Bu anket sonuçları da aşağı yukarı sektörel güven endeksleriyle aynı sonucu gösteriyor. Tüketicinin güveninde Temmuz ayından sonra hızlı bir düşüş görülüyor.
Merkez Bankası, İktisadi Yönelim Anketi adını taşıyan anketiyle imalat sanayinde faaliyet gösteren işyerlerinin ülke ekonomisine yön veren üst düzey yöneticilerinin beklentilerini izleyerek, imalat sanayinin kısa dönemdeki eğilimlerini yansıtacak göstergeleri üretmeye çalışıyor. Hesaplama, anketin ilgili sorusuna toplam cevap verenler içerisinde, pozitif ve negatif cevap verenlerin yüzdelerinin farkı alınarak yapılıyor.
2018 yılının anket sonuçlarına bir tablo ve grafik eşliğinde bakarsak şöyle bir görünüm çıkıyor.
Reel kesim güven endeksinde 2018 yılında yaşanan gelişmeler de önceki anketlerle paralel bir görünüm sergiliyor: Temmuz ayından sonra hızlanan bir kaybı gerilemesi söz konusu.
Merkez Bankası’nın güven ölçmekte uyguladığı anketlerden birisi de Finansal Hizmetler Güven Endeksidir. Bu anketin amacı, Türkiye’deki finansal kuruluş yöneticilerinin geleceğe yönelik beklentilerinin izlenerek, finansal hizmetler sektöründeki gelişmeleri yansıtacak göstergelerin üretilmesidir. Hesaplama, anketin ilgili sorusuna toplam cevap verenler içerisinde, pozitif ve negatif cevap verenlerin yüzdelerinin farkı alınarak yapılıyor.
2018 yılının anket sonuçlarına bir tablo ve grafik eşliğinde bakarsak şöyle bir görünüm çıkıyor.
Finansal hizmetler güven endeksi burada değerlendirmeye aldığımız diğer anketlerden farklı olarak inişler ve çıkışlar gösteriyor. Önceki anketlere benzerlik gösteren yanı Temmuz ayı sonrasında hızlanan güven kayıpları olarak görünüyor.

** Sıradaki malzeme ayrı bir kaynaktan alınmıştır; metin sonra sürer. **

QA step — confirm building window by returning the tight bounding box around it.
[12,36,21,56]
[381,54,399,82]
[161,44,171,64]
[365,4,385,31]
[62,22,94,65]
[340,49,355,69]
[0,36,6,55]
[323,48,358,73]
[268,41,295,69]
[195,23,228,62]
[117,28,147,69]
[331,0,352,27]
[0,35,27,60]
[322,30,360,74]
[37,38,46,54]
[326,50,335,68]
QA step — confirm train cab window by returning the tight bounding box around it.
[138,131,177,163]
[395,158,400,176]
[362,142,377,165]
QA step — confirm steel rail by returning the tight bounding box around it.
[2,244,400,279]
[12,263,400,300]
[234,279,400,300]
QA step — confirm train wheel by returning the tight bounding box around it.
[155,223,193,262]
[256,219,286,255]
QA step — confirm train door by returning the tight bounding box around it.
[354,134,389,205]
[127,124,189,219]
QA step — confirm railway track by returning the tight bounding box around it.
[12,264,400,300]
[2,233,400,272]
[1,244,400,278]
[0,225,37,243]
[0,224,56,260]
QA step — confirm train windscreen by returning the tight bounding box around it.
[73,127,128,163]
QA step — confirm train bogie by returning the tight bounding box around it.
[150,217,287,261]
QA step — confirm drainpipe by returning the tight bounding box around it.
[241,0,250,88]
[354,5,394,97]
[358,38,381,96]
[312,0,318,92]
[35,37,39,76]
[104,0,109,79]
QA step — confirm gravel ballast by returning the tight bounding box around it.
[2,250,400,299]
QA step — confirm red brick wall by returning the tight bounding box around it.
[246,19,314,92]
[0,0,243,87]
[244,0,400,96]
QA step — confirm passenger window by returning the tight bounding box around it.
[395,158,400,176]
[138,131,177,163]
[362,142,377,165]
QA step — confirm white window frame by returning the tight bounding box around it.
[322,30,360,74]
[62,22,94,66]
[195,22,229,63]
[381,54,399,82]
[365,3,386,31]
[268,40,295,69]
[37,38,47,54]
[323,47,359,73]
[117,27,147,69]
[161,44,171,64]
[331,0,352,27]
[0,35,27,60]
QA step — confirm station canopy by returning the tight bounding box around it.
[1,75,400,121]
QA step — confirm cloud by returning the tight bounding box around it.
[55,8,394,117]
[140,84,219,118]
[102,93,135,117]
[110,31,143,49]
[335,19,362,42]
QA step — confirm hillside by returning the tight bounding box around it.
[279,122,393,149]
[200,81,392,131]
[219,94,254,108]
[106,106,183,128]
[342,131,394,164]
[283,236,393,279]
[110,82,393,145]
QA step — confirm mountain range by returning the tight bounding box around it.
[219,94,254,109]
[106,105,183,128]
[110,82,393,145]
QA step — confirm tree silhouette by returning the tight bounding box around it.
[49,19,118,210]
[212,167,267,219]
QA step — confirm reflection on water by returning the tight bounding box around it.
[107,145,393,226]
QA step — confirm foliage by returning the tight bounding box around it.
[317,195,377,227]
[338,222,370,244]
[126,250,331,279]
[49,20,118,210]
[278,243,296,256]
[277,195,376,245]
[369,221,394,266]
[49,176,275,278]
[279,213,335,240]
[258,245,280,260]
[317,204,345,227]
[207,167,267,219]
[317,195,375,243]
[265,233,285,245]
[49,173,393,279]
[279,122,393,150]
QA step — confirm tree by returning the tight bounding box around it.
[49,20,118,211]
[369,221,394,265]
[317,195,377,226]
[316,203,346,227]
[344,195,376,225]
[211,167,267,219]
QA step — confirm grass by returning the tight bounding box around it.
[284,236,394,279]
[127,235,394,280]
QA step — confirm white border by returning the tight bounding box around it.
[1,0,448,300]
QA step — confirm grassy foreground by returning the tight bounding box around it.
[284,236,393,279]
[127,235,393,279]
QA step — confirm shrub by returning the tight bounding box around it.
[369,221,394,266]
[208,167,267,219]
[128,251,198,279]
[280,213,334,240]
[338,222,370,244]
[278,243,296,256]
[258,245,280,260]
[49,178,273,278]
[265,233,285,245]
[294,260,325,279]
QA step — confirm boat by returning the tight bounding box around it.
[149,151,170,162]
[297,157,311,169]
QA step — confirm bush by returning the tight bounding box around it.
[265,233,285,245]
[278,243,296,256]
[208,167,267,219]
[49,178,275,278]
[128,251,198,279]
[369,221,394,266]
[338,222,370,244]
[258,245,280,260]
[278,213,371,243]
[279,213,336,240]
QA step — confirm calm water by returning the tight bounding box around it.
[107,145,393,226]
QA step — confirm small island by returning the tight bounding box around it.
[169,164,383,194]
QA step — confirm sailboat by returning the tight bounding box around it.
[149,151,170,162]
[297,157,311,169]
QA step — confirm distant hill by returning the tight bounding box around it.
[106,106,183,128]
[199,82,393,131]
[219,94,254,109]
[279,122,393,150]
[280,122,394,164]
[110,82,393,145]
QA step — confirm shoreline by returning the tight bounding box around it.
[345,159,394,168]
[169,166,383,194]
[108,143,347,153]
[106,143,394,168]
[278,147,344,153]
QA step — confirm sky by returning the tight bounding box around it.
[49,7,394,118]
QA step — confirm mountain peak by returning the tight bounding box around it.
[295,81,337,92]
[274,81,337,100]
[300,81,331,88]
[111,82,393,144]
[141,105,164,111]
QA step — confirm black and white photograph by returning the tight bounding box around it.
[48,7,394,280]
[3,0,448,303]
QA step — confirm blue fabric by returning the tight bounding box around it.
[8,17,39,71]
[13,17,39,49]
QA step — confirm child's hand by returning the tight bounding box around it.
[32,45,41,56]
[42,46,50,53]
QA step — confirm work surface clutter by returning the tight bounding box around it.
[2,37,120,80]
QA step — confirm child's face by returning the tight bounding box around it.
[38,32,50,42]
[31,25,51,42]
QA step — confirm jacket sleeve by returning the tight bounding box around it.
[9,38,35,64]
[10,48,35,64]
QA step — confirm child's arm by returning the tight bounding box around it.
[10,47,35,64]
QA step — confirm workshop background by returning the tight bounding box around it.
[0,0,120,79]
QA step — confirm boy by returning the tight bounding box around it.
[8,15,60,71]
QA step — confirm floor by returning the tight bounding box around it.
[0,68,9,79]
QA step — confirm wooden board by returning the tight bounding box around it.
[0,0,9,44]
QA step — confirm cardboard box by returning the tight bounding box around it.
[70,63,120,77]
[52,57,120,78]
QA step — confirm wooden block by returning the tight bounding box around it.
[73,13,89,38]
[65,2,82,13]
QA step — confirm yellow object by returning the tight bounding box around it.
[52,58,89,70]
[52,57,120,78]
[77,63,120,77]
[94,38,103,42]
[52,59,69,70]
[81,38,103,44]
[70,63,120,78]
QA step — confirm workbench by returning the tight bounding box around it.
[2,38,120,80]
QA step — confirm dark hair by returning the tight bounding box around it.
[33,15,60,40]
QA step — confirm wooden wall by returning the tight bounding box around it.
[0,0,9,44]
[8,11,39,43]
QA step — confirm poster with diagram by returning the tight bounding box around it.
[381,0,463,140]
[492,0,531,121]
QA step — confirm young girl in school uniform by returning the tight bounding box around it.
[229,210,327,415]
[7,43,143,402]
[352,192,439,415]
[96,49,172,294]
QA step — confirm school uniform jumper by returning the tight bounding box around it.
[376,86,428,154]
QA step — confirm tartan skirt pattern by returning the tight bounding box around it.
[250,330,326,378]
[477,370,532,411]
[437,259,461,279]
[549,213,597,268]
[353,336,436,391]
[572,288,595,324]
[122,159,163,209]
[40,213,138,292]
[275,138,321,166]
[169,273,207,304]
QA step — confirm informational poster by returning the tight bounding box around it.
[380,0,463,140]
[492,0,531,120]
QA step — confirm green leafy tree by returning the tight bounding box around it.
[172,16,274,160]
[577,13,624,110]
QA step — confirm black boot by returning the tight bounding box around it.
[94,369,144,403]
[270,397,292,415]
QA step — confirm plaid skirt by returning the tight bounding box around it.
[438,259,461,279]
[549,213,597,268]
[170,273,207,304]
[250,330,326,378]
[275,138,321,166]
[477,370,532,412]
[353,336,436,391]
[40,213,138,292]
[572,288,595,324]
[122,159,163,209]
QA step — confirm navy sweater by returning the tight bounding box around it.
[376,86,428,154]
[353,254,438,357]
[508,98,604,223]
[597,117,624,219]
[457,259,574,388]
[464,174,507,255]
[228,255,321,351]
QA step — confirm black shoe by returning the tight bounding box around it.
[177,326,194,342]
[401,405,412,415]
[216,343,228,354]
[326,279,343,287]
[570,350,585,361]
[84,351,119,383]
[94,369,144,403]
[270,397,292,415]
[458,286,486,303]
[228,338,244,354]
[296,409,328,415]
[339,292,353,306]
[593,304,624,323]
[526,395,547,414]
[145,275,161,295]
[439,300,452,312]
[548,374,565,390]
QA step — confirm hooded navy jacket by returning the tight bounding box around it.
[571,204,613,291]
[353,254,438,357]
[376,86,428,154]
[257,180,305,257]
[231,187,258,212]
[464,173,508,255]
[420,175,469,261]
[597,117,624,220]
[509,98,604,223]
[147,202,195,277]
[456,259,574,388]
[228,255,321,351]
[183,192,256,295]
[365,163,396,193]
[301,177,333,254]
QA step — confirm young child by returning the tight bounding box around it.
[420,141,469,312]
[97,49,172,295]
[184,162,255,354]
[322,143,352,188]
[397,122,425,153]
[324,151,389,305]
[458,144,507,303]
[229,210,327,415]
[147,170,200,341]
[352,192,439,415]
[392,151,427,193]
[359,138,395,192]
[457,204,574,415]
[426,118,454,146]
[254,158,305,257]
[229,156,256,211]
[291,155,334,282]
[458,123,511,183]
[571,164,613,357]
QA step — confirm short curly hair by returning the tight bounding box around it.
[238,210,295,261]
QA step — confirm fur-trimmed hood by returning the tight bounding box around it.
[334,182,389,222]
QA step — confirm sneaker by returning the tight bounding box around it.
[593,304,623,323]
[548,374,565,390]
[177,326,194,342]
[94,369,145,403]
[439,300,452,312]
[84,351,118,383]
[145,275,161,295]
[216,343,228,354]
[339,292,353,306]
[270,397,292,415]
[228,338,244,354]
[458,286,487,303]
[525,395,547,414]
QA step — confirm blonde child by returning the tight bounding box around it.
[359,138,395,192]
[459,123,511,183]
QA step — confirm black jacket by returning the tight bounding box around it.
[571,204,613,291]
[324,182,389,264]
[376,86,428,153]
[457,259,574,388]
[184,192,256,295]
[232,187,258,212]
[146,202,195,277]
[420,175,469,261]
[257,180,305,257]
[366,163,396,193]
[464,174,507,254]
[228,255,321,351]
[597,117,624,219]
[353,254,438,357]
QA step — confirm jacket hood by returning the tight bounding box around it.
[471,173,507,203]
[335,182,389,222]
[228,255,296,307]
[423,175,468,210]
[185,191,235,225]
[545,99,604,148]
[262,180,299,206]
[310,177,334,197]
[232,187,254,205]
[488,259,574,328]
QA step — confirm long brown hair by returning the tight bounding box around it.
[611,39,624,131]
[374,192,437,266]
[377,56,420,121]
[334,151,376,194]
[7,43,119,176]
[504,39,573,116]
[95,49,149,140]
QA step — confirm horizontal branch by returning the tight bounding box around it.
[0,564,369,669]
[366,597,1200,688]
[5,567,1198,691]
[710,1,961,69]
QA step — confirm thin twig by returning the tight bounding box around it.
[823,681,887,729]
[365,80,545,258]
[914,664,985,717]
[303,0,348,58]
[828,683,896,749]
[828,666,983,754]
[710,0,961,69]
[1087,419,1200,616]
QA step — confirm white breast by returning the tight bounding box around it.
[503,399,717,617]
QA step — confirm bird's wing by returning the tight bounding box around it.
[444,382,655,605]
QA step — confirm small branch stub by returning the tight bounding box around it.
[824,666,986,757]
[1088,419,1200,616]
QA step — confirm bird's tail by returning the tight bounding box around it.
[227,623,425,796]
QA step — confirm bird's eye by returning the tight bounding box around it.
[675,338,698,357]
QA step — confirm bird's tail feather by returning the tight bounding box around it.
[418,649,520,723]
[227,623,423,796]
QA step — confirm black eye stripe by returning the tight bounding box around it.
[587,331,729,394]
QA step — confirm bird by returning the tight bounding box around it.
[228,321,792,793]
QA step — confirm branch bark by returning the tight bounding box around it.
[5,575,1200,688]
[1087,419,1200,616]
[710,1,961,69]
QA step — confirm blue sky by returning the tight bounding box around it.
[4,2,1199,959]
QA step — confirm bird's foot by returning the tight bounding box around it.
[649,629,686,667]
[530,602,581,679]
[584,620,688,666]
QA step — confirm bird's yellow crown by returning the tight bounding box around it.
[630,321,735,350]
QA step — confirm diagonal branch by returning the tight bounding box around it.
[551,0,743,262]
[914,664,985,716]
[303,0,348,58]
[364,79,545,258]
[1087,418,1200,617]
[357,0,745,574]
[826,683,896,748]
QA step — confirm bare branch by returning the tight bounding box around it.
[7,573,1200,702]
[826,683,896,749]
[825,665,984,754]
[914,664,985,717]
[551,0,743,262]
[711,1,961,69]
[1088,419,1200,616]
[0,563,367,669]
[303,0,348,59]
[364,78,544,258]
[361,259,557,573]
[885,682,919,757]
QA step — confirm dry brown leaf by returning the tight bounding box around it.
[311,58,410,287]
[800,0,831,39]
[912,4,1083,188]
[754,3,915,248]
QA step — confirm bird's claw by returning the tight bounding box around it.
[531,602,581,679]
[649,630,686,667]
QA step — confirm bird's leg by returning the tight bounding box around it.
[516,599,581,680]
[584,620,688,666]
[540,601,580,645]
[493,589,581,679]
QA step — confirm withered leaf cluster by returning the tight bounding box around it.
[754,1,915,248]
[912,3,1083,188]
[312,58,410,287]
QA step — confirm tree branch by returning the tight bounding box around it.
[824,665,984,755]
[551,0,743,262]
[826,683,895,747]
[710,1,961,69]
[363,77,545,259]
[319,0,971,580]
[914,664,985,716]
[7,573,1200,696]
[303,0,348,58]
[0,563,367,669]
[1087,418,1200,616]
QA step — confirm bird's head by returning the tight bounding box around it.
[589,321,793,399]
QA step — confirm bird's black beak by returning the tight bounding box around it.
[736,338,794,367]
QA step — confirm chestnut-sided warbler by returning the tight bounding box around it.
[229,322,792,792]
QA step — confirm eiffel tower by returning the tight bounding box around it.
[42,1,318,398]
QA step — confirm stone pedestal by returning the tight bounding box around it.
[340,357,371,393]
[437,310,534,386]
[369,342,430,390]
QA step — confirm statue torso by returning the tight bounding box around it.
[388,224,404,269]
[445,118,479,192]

TÜİK tarafından her ay yayınlanan Ekonomik güven endeksi, tüketici ve üreticilerin genel ekonomik duruma ilişkin değerlendirme, beklenti ve eğilimlerini özetleyen bir bileşik endekstir. Endeks, tüketici güven endeksi ve mevsim etkilerinden arındırılmış reel kesim (imalat sanayi), hizmet, perakende ticaret ve inşaat sektörleri güven endekslerinin alt endekslerinin ağırlıklandırılarak birleştirilmesinden oluşuyor. Ekonomik güven endeksinin 100’den büyük olması genel ekonomik duruma ilişkin iyimserliği, 100’den küçük olması ise genel ekonomik duruma ilişkin kötümserliği göstermektedir.
2018 yılının anket sonuçlarına bir tablo ve grafik eşliğinde bakarsak şöyle bir görünüm çıkıyor.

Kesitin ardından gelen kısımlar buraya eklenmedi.